Skąd ta zmiana?
W ciągu ostatnich dwóch tygodni mamy zmianę w treści głosów dobiegających z zachodu do Polski. Wcześniej mieliśmy stare ględzenia dotyczące "praworządności" i niemal jawne sugestie, że póki Polska nie wycofa się z regulacji prawnych dotyczących KRSu, nie wygasi Turowa i nie zapłaci "kary" za to, że kopalnia i elektrownia, nieopodal, dalej pracuje, a premier MM nie wycofa swego wniosku do TK w sprawie wyższości prawa krajowego nad europejskim w dziedzinach które nie zostały przekazane UE zgodnie z traktatami, to Warszawa nie ma co liczyć na forsę z KFO. 7 X 2021 polski TK wydał w tej sprawie orzeczenie wiadomej treści. KE wydała oświadczenie, że natychmiast przekaże je swoim służbom prawnym dla oceny, Jourova także groziła poważnymi konsekwencjami. Ale wkrótce później coś się zmieniło. Pojawiło się szereg wypowiedzi polityków (francuskich i hiszpańskich) oraz prawników m. in z Niemiec, że orzeczenie TK RP mieści się w nurcie orzeczeń podobnych instytucji w innych państwach UE. Zwłaszcza głośno wybiły się głosy kandydatów w prezydenckich wyborach we Francji w 2022 roku (dziś jest tak, że wszyscy oni, poza Macronem, poparli treść orzeczenia z 7 X). Nie zwracając uwagi na głosy z zachodu, nasza total opposition i jej lider rozwrzeszczała się na cały świat, że Polska chce opuścić UE i zapowiedziano walkę z strasznym PiSowskim rządem. Początkiem tej walki miała być demonstracja w Warszawie w niedzielę 10 X. Demonstracja się odbyła, przyszło ok. 25-30 tys. ludzi, czyli kilkakrotnie mniej niż się spodziewano. Demonstrowano także w innych miastach, ale uczestniczyło w nich od paru tysięcy (Wrocław) do 100 osób (Kielce). Czyli klapa. W sieci internauci wyśmiali organizatorów i przemówienie samego Tuska na tym spędzie. I już od poniedziałku mamy nieco inną narrację. Pojawiły się krytyczne głosy w prasie krajowej i na portalach dotyczące zarówno demonstracji jaki i gawędy Tuska tamże. Ponadto, w prasie zachodniej (Le Figaro, Suddeutsche Zeitung i in.) opublikowano szereg artykułów w których stwierdzono, że orzeczenie TK RP nie jest niczym nadzwyczajnym i jest podobne do orzeczeń TK w innych państwach. Wczoraj Merkel wezwała "unijnych partnerów" do rozmów z Polską i odejście od polityki konfrontacji.

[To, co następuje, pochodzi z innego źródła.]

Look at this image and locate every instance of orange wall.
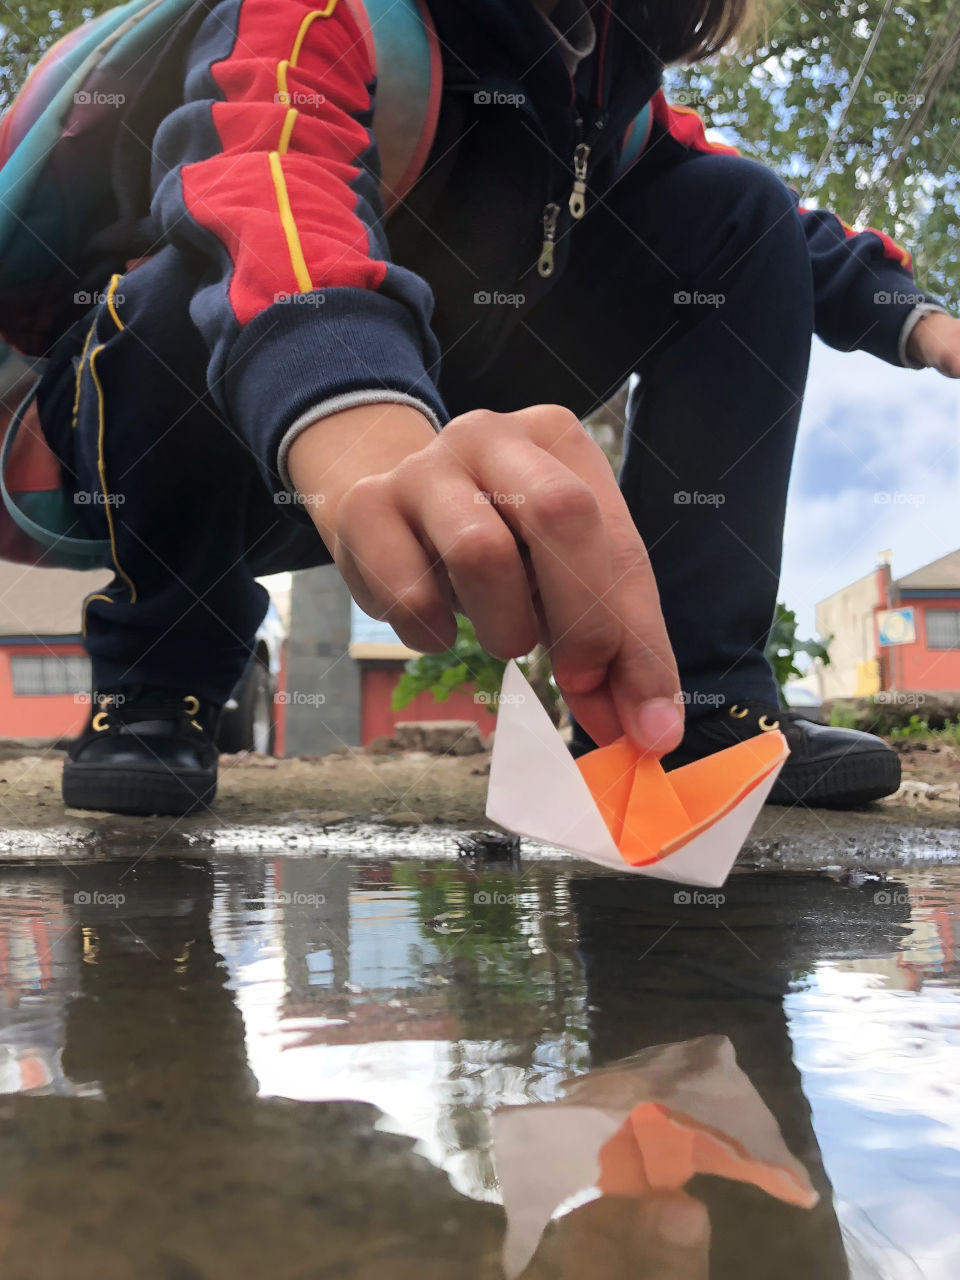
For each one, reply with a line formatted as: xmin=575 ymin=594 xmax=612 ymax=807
xmin=361 ymin=664 xmax=496 ymax=745
xmin=0 ymin=643 xmax=90 ymax=739
xmin=882 ymin=601 xmax=960 ymax=691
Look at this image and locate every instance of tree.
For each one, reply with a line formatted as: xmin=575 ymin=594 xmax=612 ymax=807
xmin=669 ymin=0 xmax=960 ymax=303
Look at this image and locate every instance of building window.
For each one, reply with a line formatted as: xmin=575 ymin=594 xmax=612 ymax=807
xmin=926 ymin=610 xmax=960 ymax=650
xmin=10 ymin=655 xmax=91 ymax=696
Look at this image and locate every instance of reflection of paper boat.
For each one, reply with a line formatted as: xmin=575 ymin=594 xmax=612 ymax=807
xmin=492 ymin=1036 xmax=818 ymax=1279
xmin=486 ymin=661 xmax=788 ymax=887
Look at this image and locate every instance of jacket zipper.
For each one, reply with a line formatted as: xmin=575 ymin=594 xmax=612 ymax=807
xmin=537 ymin=202 xmax=561 ymax=277
xmin=538 ymin=0 xmax=614 ymax=270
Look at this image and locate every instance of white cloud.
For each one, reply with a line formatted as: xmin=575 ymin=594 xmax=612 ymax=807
xmin=782 ymin=340 xmax=960 ymax=637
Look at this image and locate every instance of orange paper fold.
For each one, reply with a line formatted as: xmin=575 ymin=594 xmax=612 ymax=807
xmin=597 ymin=1100 xmax=817 ymax=1208
xmin=576 ymin=732 xmax=788 ymax=867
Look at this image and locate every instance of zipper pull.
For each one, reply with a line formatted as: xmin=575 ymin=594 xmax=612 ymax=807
xmin=538 ymin=202 xmax=561 ymax=277
xmin=569 ymin=142 xmax=591 ymax=219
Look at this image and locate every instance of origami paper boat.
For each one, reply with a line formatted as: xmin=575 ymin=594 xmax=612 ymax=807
xmin=491 ymin=1036 xmax=818 ymax=1278
xmin=486 ymin=661 xmax=788 ymax=887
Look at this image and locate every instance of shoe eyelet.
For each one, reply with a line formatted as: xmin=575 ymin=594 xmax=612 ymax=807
xmin=758 ymin=714 xmax=780 ymax=732
xmin=729 ymin=704 xmax=749 ymax=719
xmin=183 ymin=695 xmax=200 ymax=716
xmin=92 ymin=711 xmax=110 ymax=732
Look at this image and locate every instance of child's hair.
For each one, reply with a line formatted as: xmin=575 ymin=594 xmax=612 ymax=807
xmin=637 ymin=0 xmax=753 ymax=63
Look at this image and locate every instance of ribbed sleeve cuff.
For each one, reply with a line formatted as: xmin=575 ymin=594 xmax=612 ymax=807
xmin=222 ymin=287 xmax=447 ymax=498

Z czego wynika ta zmiana. Zapewne w Berlinie (a więc i w Brukseli) właściwie oceniono szanse total opposition w Polsce po niedzielnych demonstracjach i szanse opposition fuhrera na osłabienie, czy nawet obalenie, rządu ZP w Polsce poprzez szerzenie histerii o bliskim Polexicie. Kto wie, czy ważniejsze dla tandemu Berlin-Bruksela jest podjęcie w państwach UE dyskusji w kwestii rozstrzygniętej przez TK w Polsce. Czytając prasę francuską mamy wrażenie, że jej opinia jest niemal jednoznaczna z orzeczeniem TK RP. A to dla eurokratów sytuacja bardzo niewygodne. Będzie się na ten temat mówić do wyborów prezydenckich we Francji do maja 2022. Termin wyborów we Włoszech to wiosna 2023, ale mówi się nad Tybrem wiele o wcześniejszych wyborach (późna wiosna 2022). W Hiszpanii wybory odbyły się w listopadzie 2020, ale rząd PSOE i Podemos "wisi" na poparciu kilku deputowanych z ugrupowań separatystycznych. Rząd hiszpański oskarżany o nieudolność w sprawach gospodarczych i walki z Convigiem może upaść w każdej chwili. Wcześniejsze wybory parlamentarne we Włoszech i może w Hiszpanii w 2022 roku spowodowałyby kontynuację dyskusji na temat relacji prawa krajowego i europejskiego w dwóch ważnych krajach EU, a tego mandaryni w Brukseli nie chcą. Ba, obawiają się tego. A więc kto wie, może sprawa "praworządności" w Polsce zostanie wyciszona, fundusze KFO wypłacone, a po wyborach w Czechach sprawa Turowa zakończona kompromisem. Oczywiście zawieszenie "dyscyplinowania" Polski przez KE (czytaj Berlin) byłaby czasowe, a mianowicie do czasu kiedy wybory we Francji, a może we Włoszech czy Hiszpanii, zakończyłyby się "właściwymi" wynikami, czyli zwycięstwem ugrupowań lew-lib. Ale to pewne nie jest. Na razie nie ma rządu w Niemczech i w Czechach, notowania Macrona we Francji słabe, pozycja rządów we Włoszech i Hiszpanii niepewna, w Austrii zmiana premiera, a w całej Europie ceny prądu i gazu szaleją. Część prasy obciąża Niemcy i KE winą za chaos energetyczny i można się spodziewać że "pakiet klimatyczny" KE (fit for 55) spotka się z opozycją wielu krajów. Warunkiem korzystnego dla Polski rozwoju sytuacji jest twarde stanowisko rządu RP w sporze z Brukselą. Wszelkie kompromisy są złą polityką.
- Blog
- Zaloguj się albo zarejestruj aby dodać komentarz
- 1180 odsłon
Komentarze
Tej Merkel
16 Października, 2021 - 21:48
nie wierze nawet w jedno slowo
Straszyli, obśmiewali - będą gadać!
17 Października, 2021 - 00:55
Wydaje mi się, że wybory, wyborami (w innych krajach o których piszesz), ale rura im zmiękła po stanięciu "na sztorc" polskiego rządu.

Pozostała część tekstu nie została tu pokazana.